Audi A4 saloon (2008-2011)
"No wonder Audi’s A4 is such a popular choice for company car drivers. Put simply, it’s a great all-rounder that holds its value well"
- Spacious, practical cabin
- Build quality
- Fuel economy from TDIe model
- Not as fun to drive as a BMW 3 Series
- Suspension too firm for UK roads
- LED driving lights not to all tastes
Thanks to its impressive build quality and carefully designed interior, the A4 feels every bit as special as rivals from BMW and Mercedes. With light, accurate steering, plus excellent performance from all of the engines, the Audi A4 is a comfortable, unfussy car to drive. Four-wheel drive is standard with the A4’s more powerful engines, while front-wheel-drive versions are best for low running costs. Economy-minded drivers should go for the 2.0 TDIe diesel.
This generation of A4 has now been replaced. Read our full review of the latest Audi A4 saloon.
MPG, running costs & CO2
You’ll pay more to buy an A4 than mainstream models like Ford’s Mondeo, but you’ll get more money back when you come to sell it, as the Audi holds its value well. Diesel engines deliver the best economy, but the 1.8 and 2.0 TFSI turbo petrol engines provide performance and decent running costs. To sweeten the ownership experience, Audi regularly offers discount servicing deals, and cheap MoT tests, too.

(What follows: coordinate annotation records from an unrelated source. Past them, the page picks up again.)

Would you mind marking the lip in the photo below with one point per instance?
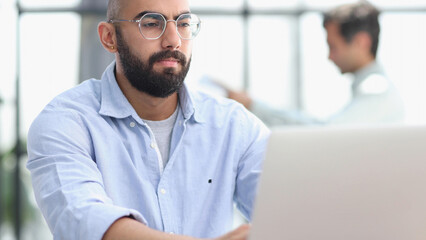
(169, 62)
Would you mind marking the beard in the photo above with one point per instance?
(142, 76)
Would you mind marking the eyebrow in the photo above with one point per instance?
(145, 12)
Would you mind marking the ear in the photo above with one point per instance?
(363, 40)
(107, 36)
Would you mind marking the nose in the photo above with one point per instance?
(170, 38)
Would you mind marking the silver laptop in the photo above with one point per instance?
(332, 183)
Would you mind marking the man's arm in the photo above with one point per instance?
(127, 228)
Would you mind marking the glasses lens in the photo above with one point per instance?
(152, 25)
(188, 25)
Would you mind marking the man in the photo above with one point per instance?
(137, 155)
(353, 38)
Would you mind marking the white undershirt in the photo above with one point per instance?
(162, 131)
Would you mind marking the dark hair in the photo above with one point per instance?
(354, 18)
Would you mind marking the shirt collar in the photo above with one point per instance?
(363, 73)
(115, 104)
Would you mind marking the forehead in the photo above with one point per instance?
(333, 32)
(169, 8)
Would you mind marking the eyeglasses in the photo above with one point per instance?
(153, 25)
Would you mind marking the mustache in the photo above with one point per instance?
(167, 54)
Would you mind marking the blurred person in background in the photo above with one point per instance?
(138, 155)
(353, 38)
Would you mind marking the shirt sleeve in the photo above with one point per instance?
(255, 135)
(67, 184)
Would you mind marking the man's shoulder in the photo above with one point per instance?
(85, 94)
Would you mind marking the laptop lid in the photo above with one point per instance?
(343, 183)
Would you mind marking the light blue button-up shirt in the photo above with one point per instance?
(93, 160)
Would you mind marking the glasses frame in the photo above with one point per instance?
(165, 25)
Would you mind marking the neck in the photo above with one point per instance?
(365, 62)
(146, 106)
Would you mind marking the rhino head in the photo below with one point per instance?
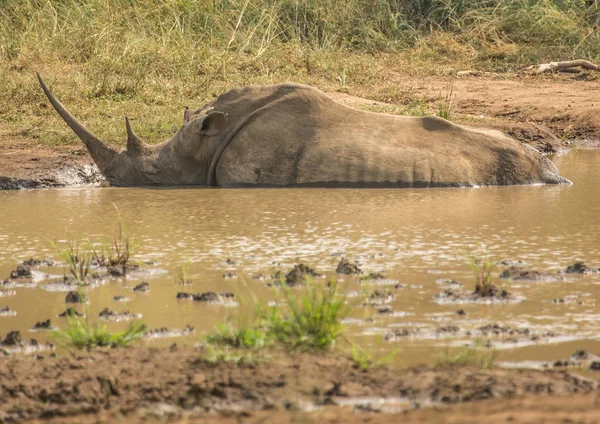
(183, 159)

Engines, drive & performance
The Audi A4 is comfortable and simple to drive – particularly if you opt for the automatic seven-speed gearbox. Front-wheel-drive models are just as competent as quattro four-wheel-drive cars, and are no less enjoyable to drive. We’d recommend looking at these models if value for money is at the top of the agenda, while the quattro system is only really worth it if you spend time towing or driving on slippery roads. Tyre, wind and engine noise are all well suppressed, particularly at motorway cruising speeds.
Interior & comfort
Thanks to the spacious high-quality interior, the A4 saloon has the most appealing cabin of any compact executive saloon. Comfort is good, too, while the seats provide plenty of support and are great to sit in for long periods of time. If we’ve one complaint, it’s with the suspension. The Audi’s sporty set-up feels firm, so the A4 doesn’t ride over bumps and lumps in the road as well as the BMW 3-Series or Mercedes-Benz C-Class
Practicality & boot space
Practicality is where the Audi A4 really scores, with passenger room in the back proving particularly impressive. The rear seats have plenty of headroom, which means it’s a great choice for those regularly transporting adults. Those with long legs will appreciate the A4’s generous legroom, too. The boot is huge and can be easily accessed via the remote-opening bootlid, while a split-fold rear bench is standard on all models and a ski-hatch is available on the options list.
Reliability & safety
We’ve already described in detail how well we think the Audi’s cockpit is screwed together, and owners agree. The Audi A4 scored 91.07% for build quality in the 2010 Driver Power satisfaction survey, which is very respectable. What’s more, the new A4’s overall position in the Driver Power top 100 at 39 is a significant improvement on its predecessor, which found itself in 78th place.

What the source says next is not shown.